How nice to have you comment here, Ioana. Welcome! I don't think there is any disingenuity here. Poets have always felt the urgency of their own position, in their own time. In the cases of Sam and Lidija I am interested in their perceptions of the world - the sense of self and time as modified by the era and conditions into which they were born. I take the high quality of their work, and indeed their high seriousness, for granted. That is to say, I recognize it: in fact I recognize their perceptions as overlapping with my own. But they're not same and where they are different it is, in some respects, a category difference. That which I see existing and in which I partly exist might be what they entirely exist in.

panther said...

Lidia, and Sam, and any other good poet simply writes, perhaps, what s/he needs to write. This might or might not chime with the sensibilities of this major publisher, that panel that awards prizes. It might or might not chime with that slithery thing, the Zeitgeist.

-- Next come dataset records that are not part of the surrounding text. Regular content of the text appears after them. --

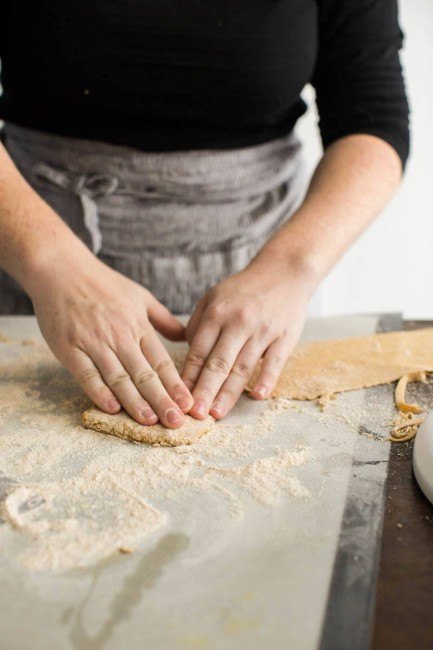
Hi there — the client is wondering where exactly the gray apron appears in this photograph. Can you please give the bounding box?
[0,124,305,314]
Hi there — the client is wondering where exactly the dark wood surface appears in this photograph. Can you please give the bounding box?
[372,321,433,650]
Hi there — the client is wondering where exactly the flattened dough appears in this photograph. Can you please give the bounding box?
[250,328,433,400]
[82,407,215,447]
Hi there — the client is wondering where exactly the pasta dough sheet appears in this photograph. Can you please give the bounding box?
[264,328,433,400]
[82,407,215,447]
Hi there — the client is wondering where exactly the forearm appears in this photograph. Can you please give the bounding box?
[251,135,402,292]
[0,144,91,292]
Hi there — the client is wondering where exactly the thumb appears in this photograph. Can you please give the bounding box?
[147,296,185,341]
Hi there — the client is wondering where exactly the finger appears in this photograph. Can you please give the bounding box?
[147,296,185,341]
[140,331,194,413]
[66,348,121,413]
[93,346,158,424]
[118,341,185,429]
[250,338,291,399]
[180,319,220,390]
[210,339,265,420]
[190,327,245,417]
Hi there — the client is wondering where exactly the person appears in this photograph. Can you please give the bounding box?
[0,0,409,428]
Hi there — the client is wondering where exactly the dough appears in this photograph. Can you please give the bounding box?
[82,407,215,447]
[250,328,433,400]
[395,372,427,413]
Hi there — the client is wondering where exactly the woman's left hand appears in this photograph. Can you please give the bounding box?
[181,260,311,419]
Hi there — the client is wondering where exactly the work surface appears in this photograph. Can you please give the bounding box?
[0,318,428,649]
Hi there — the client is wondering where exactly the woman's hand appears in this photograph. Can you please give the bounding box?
[30,251,193,428]
[181,259,311,419]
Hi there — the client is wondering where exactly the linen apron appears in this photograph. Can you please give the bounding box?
[0,123,305,314]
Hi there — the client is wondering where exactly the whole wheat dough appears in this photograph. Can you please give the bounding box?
[250,328,433,400]
[82,407,215,447]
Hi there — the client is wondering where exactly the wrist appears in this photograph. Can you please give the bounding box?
[248,240,323,294]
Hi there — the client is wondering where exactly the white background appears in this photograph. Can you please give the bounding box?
[1,0,433,319]
[298,0,433,319]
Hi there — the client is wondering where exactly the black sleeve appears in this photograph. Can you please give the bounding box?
[312,0,409,167]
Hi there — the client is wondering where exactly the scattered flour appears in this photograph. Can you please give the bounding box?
[0,342,312,570]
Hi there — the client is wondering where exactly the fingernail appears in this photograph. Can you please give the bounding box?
[107,397,120,411]
[211,400,224,417]
[194,399,206,415]
[165,409,181,424]
[141,407,158,420]
[174,395,191,409]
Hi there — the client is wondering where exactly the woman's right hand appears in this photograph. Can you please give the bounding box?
[29,247,193,428]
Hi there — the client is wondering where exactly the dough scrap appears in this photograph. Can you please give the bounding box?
[82,407,215,447]
[395,372,427,413]
[256,328,433,400]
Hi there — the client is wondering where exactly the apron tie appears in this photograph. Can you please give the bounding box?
[32,163,119,255]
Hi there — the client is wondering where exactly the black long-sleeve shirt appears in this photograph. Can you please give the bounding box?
[0,0,409,163]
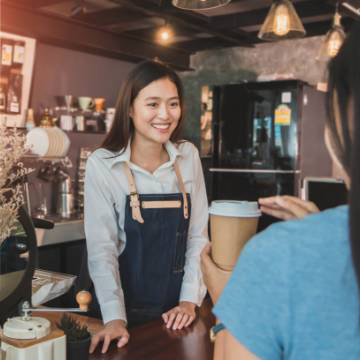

Does it matter ? It might mean for the poet that s/he wins fewer prizes and awards than certain other poets. But in a wider sense, it doesn't matter. Each poet will find, we can only hope, readers who are sympathetic. Am not sure I agree with Mandelstam when he writes "Writing a poem is putting a message in a bottle: it will reach the one person for whom it is destined." But it's an interesting thought.

Ioana said...

Hi again, George, I must say I was / am following your attempt at defining these differences, these changes of voice, with utmost interest, especially as I know your subtly tuned, knowledgeable and unprejudiced way to approach such topics. The time we live in obviously shifts very quickly (unpredictably too), complete with its ever changing Zeitgeist, and with us in all of it. Admirable poetry comes from so many places - a golden age of poetry - and it is of so many different kinds. I was making the reference to disingenuity only as a matter of principle (meaning, there is only this limit I would consider to be not quite acceptable in poetry, or any other form of art, for that matter. Though that limit too might be discussed...) So I did NOT refer to Lidija, whose outstanding poetry I have known for years, and even translated and had published in Romania, or to Sam Riviere whose poetry (and poetry cum video) I have recently discovered and like a-lot.